From health care workers to electrical linemen, North Carolina has a widespread lack of technical and skilled workers.
Closing the skills gaps is as important to workers and the state as it is industry. The average liberal arts graduate from a four-year institution earns $41,800 a year. The average graduate of Caldwell Community College and Technical Institute’s eight-week truck driving program makes $40,000 to $50,000 annually.
Education is considered the universal salve for societal ills and economic distress. But the sausage-making process, the minutia of what is funded and how, is what distinguishes an education system that puts students at desks from one that puts them in jobs.
In this year's legislative session, North Carolina's Community College System will ask lawmakers to fund job-training certificate programs at the same rate that they fund curriculum courses like English and statistics. Currently, community colleges get 34 percent less per student from the state for their short-term certification programs, such as truck driver training and home health aide certificates.
Meanwhile, these critical jobs in our changing economy are going unfilled. According to an analysis of N.C. data by the National Skills Coalition, the N.C. Skills Coalition, middle-skills jobs — those requiring more than high school, but not a four-year-degree — make up 55 percent of the state’s labor market. But only 44 percent of the state’s workers are trained at the middle-skill level.
Few so far have argued that the funding model isn’t outdated, but from where the money for funding parity will come is a topic of debate. To boost the funding would cost the state $16 million a year, according to the community colleges. Or the state could reduce the funding for curriculum courses to increase money for certificate classes, making it a wash for taxpayers.
The third option would be to boost costs for students, an option community colleges have opposed. Legislators will hash this out over the next few months to determine if it bubbles to the top as a state budget priority.
How did we get here? After the federal GI Bill was enacted in 1944, a belief emerged that the American dream included attending a four-year college. Generations of parents encouraged their children to join the white-collar workforce with a bachelor’s degree.
Community colleges became a second choice. But today, as the technical skills gap become more apparent and a four-year degree more costly, policymakers are focusing on the now-growing role of the state Community College System.
Over time, a good job and a secure future can also heal the wounds of social injustice and scars of the past. When all can provide for their families, and those of different economic and racial backgrounds can work side by side — on a production line, a job site, or an office — they come to recognize the quality of each other’s character, rather than their differences.

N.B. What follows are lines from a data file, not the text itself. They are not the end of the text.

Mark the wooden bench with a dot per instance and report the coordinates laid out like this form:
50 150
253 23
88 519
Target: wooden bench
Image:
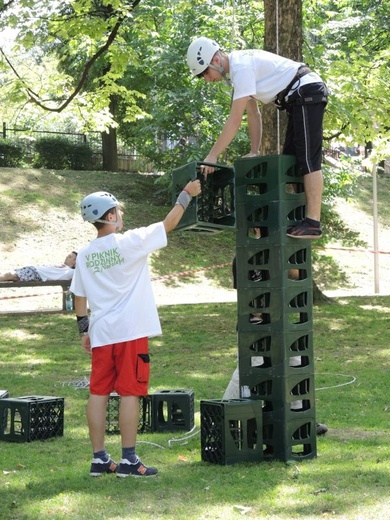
65 284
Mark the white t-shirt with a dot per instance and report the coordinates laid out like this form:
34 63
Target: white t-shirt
112 273
55 272
262 74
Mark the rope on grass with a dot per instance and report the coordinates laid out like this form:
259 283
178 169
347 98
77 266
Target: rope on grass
352 380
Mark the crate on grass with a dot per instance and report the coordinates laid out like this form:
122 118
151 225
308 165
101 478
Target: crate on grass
30 418
112 414
212 210
231 431
3 395
172 410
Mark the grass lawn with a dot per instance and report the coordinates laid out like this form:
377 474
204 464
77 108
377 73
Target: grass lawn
349 479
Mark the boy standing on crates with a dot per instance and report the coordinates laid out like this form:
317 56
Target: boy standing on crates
112 276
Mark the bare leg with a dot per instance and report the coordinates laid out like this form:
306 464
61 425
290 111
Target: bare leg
314 185
128 419
96 415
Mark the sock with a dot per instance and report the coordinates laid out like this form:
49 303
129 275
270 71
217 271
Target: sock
129 454
102 454
313 223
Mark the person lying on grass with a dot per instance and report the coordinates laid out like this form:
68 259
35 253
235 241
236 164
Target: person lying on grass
43 273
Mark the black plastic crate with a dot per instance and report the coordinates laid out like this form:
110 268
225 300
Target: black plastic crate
231 431
172 410
30 418
112 414
212 210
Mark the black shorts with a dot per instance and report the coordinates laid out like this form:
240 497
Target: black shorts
304 127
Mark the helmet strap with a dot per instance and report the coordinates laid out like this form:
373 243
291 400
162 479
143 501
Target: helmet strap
221 70
116 223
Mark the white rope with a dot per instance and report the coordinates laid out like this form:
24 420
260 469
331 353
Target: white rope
277 52
352 380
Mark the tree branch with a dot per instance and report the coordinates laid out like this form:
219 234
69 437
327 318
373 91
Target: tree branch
35 97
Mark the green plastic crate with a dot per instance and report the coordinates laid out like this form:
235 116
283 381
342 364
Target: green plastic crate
214 209
231 431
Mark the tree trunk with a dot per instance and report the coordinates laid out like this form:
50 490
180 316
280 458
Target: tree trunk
109 144
283 35
319 297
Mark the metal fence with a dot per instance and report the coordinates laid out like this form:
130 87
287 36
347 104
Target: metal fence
128 157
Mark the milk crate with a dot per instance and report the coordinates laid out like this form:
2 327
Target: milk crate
172 410
231 431
213 209
112 414
30 418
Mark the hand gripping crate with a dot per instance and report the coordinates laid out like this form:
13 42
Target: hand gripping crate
112 414
30 418
212 210
231 431
172 410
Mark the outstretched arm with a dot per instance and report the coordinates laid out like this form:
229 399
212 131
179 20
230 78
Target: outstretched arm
255 126
229 130
192 189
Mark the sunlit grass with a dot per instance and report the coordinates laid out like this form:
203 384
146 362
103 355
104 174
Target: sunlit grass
348 480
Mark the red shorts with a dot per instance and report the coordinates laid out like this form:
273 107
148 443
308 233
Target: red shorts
123 367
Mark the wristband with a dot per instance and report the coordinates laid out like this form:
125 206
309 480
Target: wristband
183 199
83 324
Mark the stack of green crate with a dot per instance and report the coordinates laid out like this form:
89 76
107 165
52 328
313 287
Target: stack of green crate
275 312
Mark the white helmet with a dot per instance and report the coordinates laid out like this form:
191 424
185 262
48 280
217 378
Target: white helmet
96 204
200 53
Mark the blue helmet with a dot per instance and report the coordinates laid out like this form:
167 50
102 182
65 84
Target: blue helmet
95 205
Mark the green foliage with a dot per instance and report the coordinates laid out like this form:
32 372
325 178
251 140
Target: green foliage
60 153
11 154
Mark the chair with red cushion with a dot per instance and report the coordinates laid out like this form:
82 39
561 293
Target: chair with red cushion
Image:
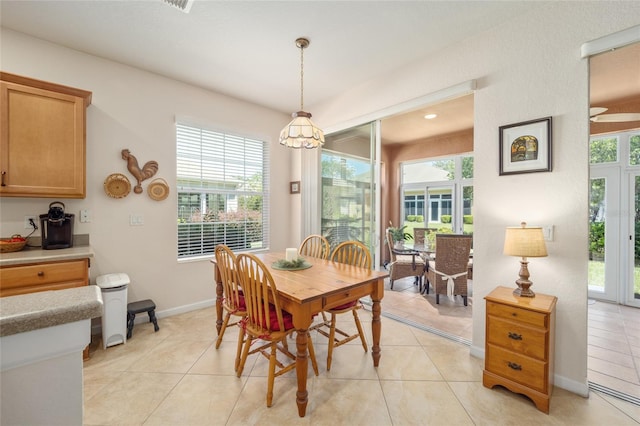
233 297
265 321
356 254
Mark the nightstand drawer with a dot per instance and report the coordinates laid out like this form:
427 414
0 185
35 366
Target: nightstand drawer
516 337
537 319
521 369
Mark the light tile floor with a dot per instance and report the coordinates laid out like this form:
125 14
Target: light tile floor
177 377
614 347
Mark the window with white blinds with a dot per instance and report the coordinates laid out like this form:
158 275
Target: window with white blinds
223 191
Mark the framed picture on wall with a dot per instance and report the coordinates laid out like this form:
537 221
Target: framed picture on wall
525 147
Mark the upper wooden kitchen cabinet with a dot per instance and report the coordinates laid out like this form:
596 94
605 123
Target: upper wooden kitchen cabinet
42 146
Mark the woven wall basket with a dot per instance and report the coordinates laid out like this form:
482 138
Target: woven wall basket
117 185
158 189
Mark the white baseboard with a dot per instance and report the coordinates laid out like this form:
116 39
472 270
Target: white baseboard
578 388
477 351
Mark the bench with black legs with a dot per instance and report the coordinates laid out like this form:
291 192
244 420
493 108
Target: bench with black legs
134 308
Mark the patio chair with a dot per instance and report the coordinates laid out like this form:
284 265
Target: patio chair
448 272
233 298
315 246
266 322
405 265
352 253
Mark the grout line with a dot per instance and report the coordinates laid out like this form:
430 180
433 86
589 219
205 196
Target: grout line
612 392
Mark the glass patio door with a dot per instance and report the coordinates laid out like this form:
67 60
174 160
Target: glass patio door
348 187
633 242
604 223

Job training programs, even those just weeks long, could eventually remove the cultural barriers that hold our state and our society back. Training can also spread the tax burden over more earners and eliminate the perceived need for inherently flawed efforts to use public policy for social and cultural engineering.
By restoring parity to the funding of workforce training programs, community colleges believe they can open more seats in short-term certificate programs, putting more students in a position to earn a living wage, buy a home, start a business and plan for the future.